PAQR-2 is required to prevent the toxicity of a diet with a high SFA/MUFA ratio.
(A) Even chain SFA/MUFA and 16:0/18.1 ratios in the PEs of E. coli samples from different strains or culture conditions. Conditions where the bars reached higher than the dashed red line (i.e. ratio of ~2:1 or higher) caused growth arrest and lethality of the paqr-2 mutant. (B) SFA fraction within the PEs of worms grown on control plates (NGM) or plates containing the indicated additives. Note the excessive enrichment of SFAs in paqr-2 mutants cultivated on glucose, glycerol or pyruvate.
Fig 5.
Palmitic acid causes membrane rigidity in the paqr-2 mutant.
(A) Outline of the experimental design. (B) PA content and PA/OA ratio among the PEs of E. coli grown with or without PA; vehicle is ethanol. (C) E. coli grown pre-loaded with PA inhibits the growth of the paqr-2 mutant but not of wild-type N2 worms. (D) PA content among the PEs and PCs of worms fed control or PA-loaded E. coli. Note that the paqr-2 mutant accumulates more PA than wild-type N2 worms (E-F) FRAP of N2 and paqr-2 mutants on normal plates or plates seeded with PA-loaded E. coli, respectively. Note the loss of membrane fluidity in paqr-2 worms fed PA-loaded E. coli. (G) The growth of paqr-2 is greatly ameliorated by pre-loading E. coli with both PA and OA rather than PA alone, with photographed worms shown in (H). (I) FRAP showing that the rigidifying effects of PA pre-loaded dietary E. coli on the paqr-2 mutant are abrogated by pre-loading the E coli with both PA and OA. The dashed line in (C) and (G) represents the approximate length of the L1s at the start of the experiments.
Fig 6.
Mammalian AdipoR2 prevents rigidification by palmitic acid.
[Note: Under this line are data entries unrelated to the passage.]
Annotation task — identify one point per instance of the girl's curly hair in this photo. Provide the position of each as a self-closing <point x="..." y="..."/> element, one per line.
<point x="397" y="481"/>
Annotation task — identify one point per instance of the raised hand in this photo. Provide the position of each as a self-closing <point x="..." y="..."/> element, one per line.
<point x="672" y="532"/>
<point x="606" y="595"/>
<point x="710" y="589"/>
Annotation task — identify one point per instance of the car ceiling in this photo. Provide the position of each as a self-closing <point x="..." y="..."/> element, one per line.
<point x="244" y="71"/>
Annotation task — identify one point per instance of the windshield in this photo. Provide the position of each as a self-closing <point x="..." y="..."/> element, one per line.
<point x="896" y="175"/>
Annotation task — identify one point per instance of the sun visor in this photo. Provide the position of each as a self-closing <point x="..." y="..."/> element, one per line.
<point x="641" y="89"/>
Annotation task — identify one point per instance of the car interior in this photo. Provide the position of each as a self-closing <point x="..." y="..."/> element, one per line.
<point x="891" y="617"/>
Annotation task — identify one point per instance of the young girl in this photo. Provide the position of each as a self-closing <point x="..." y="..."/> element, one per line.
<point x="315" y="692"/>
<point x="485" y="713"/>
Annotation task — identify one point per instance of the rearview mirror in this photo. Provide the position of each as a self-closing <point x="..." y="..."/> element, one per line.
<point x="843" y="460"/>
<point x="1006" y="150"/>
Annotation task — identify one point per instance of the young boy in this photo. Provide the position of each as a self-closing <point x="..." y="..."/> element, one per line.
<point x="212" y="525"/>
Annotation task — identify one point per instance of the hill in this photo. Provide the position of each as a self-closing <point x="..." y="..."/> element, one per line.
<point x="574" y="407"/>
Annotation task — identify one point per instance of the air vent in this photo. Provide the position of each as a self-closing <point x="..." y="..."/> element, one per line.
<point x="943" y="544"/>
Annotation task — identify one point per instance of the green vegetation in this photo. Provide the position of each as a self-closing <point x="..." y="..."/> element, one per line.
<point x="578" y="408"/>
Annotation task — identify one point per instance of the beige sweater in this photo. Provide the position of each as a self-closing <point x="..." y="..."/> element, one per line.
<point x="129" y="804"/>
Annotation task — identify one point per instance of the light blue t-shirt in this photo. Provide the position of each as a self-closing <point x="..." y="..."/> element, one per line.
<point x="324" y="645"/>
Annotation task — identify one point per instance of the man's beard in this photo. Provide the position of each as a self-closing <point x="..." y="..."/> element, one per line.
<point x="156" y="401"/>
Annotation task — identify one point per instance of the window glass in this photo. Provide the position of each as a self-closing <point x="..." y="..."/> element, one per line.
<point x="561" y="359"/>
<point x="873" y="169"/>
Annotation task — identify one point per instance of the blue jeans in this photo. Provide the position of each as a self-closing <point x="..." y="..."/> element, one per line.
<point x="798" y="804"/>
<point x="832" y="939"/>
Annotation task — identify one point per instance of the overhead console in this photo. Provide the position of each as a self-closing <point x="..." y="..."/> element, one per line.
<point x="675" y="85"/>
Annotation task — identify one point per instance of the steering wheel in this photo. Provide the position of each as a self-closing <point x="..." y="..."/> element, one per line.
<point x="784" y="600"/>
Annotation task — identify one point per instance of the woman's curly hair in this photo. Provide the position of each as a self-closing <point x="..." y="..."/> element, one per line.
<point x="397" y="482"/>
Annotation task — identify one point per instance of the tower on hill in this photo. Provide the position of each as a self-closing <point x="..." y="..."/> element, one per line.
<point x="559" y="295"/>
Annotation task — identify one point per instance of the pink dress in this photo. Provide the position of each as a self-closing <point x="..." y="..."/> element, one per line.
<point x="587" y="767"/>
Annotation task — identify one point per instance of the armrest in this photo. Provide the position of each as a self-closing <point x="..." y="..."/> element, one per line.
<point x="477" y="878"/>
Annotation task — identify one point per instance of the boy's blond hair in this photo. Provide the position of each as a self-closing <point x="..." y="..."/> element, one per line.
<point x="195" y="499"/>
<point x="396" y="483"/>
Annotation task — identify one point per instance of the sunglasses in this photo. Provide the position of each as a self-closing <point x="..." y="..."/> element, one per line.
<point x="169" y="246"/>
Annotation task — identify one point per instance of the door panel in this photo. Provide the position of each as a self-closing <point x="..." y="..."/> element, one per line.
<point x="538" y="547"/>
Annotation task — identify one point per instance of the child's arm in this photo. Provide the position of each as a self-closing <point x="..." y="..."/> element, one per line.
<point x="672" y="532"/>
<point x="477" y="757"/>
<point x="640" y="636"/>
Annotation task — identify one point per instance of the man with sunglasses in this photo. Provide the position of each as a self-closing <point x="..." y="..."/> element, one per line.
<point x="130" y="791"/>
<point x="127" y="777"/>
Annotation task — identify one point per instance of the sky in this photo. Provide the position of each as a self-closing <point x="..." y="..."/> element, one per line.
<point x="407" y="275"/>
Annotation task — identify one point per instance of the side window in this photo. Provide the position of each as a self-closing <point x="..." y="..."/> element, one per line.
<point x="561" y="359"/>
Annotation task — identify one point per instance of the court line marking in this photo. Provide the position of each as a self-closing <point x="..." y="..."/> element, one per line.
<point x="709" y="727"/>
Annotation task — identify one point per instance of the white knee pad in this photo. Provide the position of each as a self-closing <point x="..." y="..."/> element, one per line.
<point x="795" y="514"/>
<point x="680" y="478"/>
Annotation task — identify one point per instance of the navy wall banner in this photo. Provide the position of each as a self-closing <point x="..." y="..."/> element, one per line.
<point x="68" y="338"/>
(A) FRAP analysis showing that 400 μM PA causes reduced membrane fluidity in HEK293 cells and that 400 μM OA causes increased membrane fluidity even when PA is included. (B) Thalf values from FRAP analyses performed with different concentrations of PA and OA. (C) Quantitative PCR results showing the degree of siRNA inhibition of the indicated genes. (D-G) The morphology of HEK293 cells is altered by PA when AdipoR2 is knocked down. Note the presence of numerous circular structures in the BODIPY-labeled cells treated with AdipoR2 siRNA (arrows). Nuclei are indicated by the letter "N", and the circle in (D) indicates the size of the area bleached in FRAP experiments with HEK293 cells. (H-K) FRAP analyses showing that AdipoR2 knockdown greatly increases the rigidifying effect of PA. (L-O) Lipidomics analysis of HEK 293 cells cultivated 24 hours in serum free media or serum-free media containing PA, OA or PA + OA and treated with non-target siRNA (NT) or AdipoR1 or AdipoR2 siRNA, as indicated. Note that PA alone causes a dramatic increase in SFAs among PCs, PEs and TAGs, and that this effect is increased by AdipoR2 knockdown. (P-Q) FRAP analyses showing that AdipoR2 knockdown greatly increases the rigidifying effect of 200 μM PA. (R-S) Lipidomics analysis showing that AdipoR2 siRNA also causes an excess of SFAs among PCs and PEs when the cells are incubated with 200 μM PA. Statistical analysis in L-O and R-S were done by comparing siRNA-treated cells with the non-target siRNA cultivated under the same conditions.
Table 1.
Thalf values from FRAP experiments in HEK293 cells.
Fig 7.
Model of membrane fluidity regulation by PAQR-2/AdipoR2.
This revised model proposes that PAQR-2 (AdipoR2 in mammals) and IGLR-2 (homolog unknown in human) act as sensors that are activated by low membrane fluidity caused by cold (in C. elegans) or exogenous SFAs (in C. elegans and human cells), and act on downstream effectors to restore fluidity by promoting changes in fatty acid metabolism, including promoting the activity of fatty acid desaturases. In this visualization, the red head groups indicate phospholipids with UFAs resulting from PAQR-2/AdipoR2 activity.